Qui perpétue le déséquilibrage Est-Ouest de l’Ile-de-France ?
En donnant son feu vert à la construction de nouvelles tours à la Défense, le ministre de l’aménagement du territoire, également président du Conseil général des Hauts-de-Seine et président de l’établissement public aménageur de la Défense, fait un cadeau aux fonds d’investissements immobiliers internationaux, et perpétue la fracture politique, territoriale et sociale entre l’Est et l’Ouest de Paris.
L’Ouest parisien concentre les emplois. Plus de 15 millions de m2 de bureaux se situent dans les arrondissements parisiens, à la Défense, et dans les communes de l’Ouest (Levallois, Boulogne, Issy-les-Moulineaux). Le Nord et l’Est parisien émergent très lentement, avec 3 millions de m2 à Plaine Commune, Montreuil. La Seine-et-Marne avec les pôles de Roissy , de Marne-la-Vallée et de Val d’Europe ne pèse que 1 % dans l’extension du parc immobilier annuel francilien.
Dans un contexte de logements de plus en plus chers, les salariés se logent de plus en plus à l’Est pour venir travailler à l’Ouest de Paris.

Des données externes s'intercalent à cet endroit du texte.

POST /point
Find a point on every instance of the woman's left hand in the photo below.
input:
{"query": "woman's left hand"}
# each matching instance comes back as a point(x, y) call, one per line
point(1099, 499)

Le ratio emplois par habitant se dégrade en deuxième et troisième couronne. Les collectivités locales de l’Ouest parisien sont de plus en plus riches et attirent les familles aisées qui peuvent s’y loger. Les communes à l’Est doivent financer des services à une population de plus en plus nombreuse, sans avoir de nouvelles recettes liées à l’activité économique. Les communes manufacturières de l’Est sont de plus affaiblies financièrement et socialement par des restructurations industrielles (SKF, Nina Ricci...).
Le rééquilibrage Est-Ouest dispose pourtant de bases solides : l’Ouest parisien s’est développé depuis les années 1960 grâce à une économie nationale reliée à son hinterland par les grandes gares parisiennes et Orly. Aujourd’hui, dans une économie mondialisée, l’Est francilien bénéficie des liaisons aériennes internationales à partir de Roissy, et du TGV qui desservira en dix minutes Marne-la-Vallée dès 2007.

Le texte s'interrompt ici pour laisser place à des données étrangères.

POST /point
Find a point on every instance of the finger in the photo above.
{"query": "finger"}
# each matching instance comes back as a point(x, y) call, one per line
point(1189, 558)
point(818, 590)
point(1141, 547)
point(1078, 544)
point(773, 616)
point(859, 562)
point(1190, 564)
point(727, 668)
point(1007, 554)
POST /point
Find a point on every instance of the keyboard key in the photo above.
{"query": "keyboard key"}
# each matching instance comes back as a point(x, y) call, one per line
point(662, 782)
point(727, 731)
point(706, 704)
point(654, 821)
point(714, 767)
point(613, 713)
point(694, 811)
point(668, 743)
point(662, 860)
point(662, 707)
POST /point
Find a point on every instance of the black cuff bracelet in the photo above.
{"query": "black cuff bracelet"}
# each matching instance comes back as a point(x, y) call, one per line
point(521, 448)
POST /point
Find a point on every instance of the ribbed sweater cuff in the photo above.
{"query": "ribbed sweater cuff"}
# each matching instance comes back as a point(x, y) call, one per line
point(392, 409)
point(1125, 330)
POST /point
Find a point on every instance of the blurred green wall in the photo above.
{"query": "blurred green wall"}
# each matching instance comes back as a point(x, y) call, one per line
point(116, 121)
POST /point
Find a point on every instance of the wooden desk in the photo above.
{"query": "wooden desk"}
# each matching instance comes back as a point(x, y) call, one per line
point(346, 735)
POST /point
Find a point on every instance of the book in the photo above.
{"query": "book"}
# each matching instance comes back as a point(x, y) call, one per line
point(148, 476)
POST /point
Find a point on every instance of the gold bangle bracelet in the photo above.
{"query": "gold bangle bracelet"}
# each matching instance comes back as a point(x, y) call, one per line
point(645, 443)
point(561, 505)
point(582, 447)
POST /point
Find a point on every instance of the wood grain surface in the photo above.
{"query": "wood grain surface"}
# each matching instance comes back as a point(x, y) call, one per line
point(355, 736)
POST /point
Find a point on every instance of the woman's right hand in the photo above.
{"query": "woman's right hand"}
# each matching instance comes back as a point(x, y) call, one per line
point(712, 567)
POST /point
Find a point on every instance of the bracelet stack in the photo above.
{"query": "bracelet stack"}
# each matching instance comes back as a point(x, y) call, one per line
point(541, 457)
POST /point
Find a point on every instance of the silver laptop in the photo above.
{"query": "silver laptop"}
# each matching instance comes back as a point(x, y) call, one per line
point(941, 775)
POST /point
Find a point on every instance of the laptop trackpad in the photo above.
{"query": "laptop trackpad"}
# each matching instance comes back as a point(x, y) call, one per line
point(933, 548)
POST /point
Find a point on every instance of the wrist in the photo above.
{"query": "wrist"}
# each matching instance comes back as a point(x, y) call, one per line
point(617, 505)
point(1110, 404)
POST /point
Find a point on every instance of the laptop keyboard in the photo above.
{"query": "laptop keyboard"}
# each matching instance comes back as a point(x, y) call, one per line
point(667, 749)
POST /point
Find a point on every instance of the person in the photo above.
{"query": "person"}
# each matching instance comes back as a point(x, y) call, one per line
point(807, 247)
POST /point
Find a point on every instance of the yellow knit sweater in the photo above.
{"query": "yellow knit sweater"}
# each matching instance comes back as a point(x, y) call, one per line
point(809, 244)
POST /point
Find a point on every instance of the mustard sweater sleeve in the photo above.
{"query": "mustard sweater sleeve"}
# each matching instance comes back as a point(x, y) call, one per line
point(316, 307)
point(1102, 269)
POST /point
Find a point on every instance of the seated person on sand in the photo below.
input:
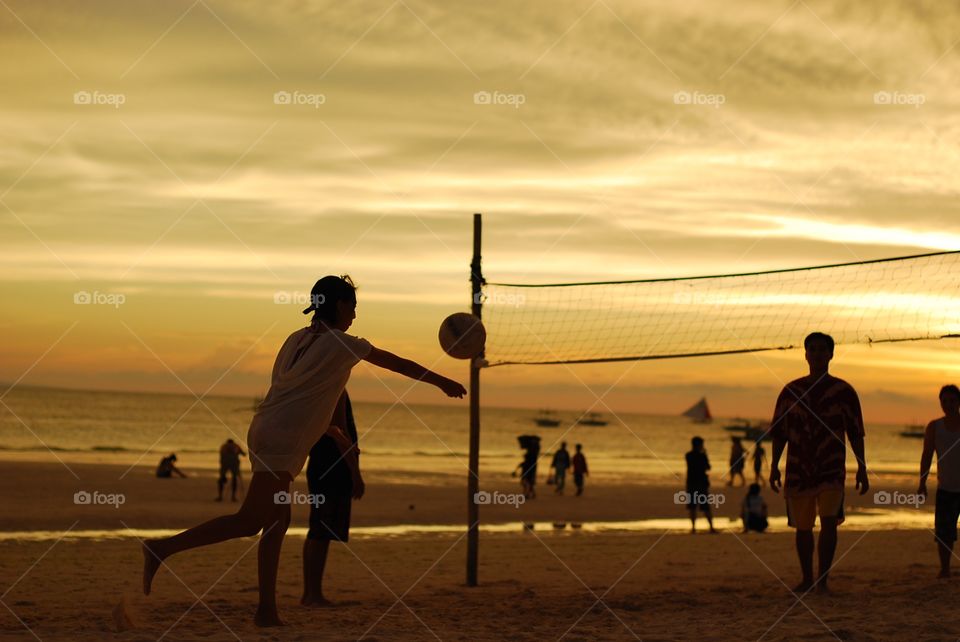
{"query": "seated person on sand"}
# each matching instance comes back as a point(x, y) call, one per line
point(753, 512)
point(943, 437)
point(230, 454)
point(166, 468)
point(309, 375)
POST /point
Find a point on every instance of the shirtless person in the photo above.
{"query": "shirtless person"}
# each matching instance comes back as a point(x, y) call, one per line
point(813, 416)
point(943, 436)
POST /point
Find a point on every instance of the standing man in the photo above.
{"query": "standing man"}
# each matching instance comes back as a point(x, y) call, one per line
point(943, 437)
point(561, 461)
point(579, 469)
point(230, 454)
point(332, 483)
point(813, 416)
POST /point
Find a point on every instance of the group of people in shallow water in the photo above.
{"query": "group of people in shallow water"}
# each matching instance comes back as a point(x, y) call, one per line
point(813, 418)
point(559, 465)
point(306, 414)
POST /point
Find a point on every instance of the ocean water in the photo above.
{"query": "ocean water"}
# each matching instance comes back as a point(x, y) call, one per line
point(129, 428)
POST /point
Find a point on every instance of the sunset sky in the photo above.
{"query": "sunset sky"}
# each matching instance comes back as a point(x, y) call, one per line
point(147, 153)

Il est surprenant que dans ce contexte, le ministre de l’aménagement du territoire, également président du Conseil général des Hauts-de-Seine et président de l’établissement public aménageur de la Défense, privilégie par une décision du 25 juillet 2006 l’extension de l’offre de bureaux à l’Ouest en autorisant la construction de 300 000 m2 à la Défense. Le gouvernement offre un dispositif fiscal favorable et des garanties financières publiques sur des grands travaux d’aménagement. Cette faveur est justifiée par le fait que l’Etablissement public d’aménagement de la Défense est en déficit récurrent. La réponse est-elle de vendre plus de droits à construire, ou bien d’augmenter la contribution des propriétaires, investisseurs institutionnels, au coût réel du quartier de la Défense ? Il est paradoxal que la Défense soit un succès pour les investisseurs mais qu’ils n’en paient pas le juste prix.
Cette décision enlise l’Est francilien, qui ne peut réussir sans une politique publique incitative pour y implanter un ou deux premiers grands sièges sociaux. Ces premières grandes implantations créeront l’ image économique qui manque à l’Est francilien, et inciteront un tissu d’entreprises de services à venir.
Donner la priorité à la Défense va à rebours de l’histoire économique et de l’intérêt régional. L’objectif d’un seul grand pôle de bureaux en Ile-de-France garantit la valorisation immobilière, mais produit de considérables coûts externes négatifs, notamment en termes de qualité de vie, de pollution et d’infrastructures de transport.
La décision de 2006 autorisant 300 000 m2 de plus à la Défense ramène ceux qui l’ont prise à leurs ancêtres, qui après 1870 avaient ajouté, dans un élan de méchant conservatisme, à la fracture sociale parisienne, sa fracture géographique Est-Ouest.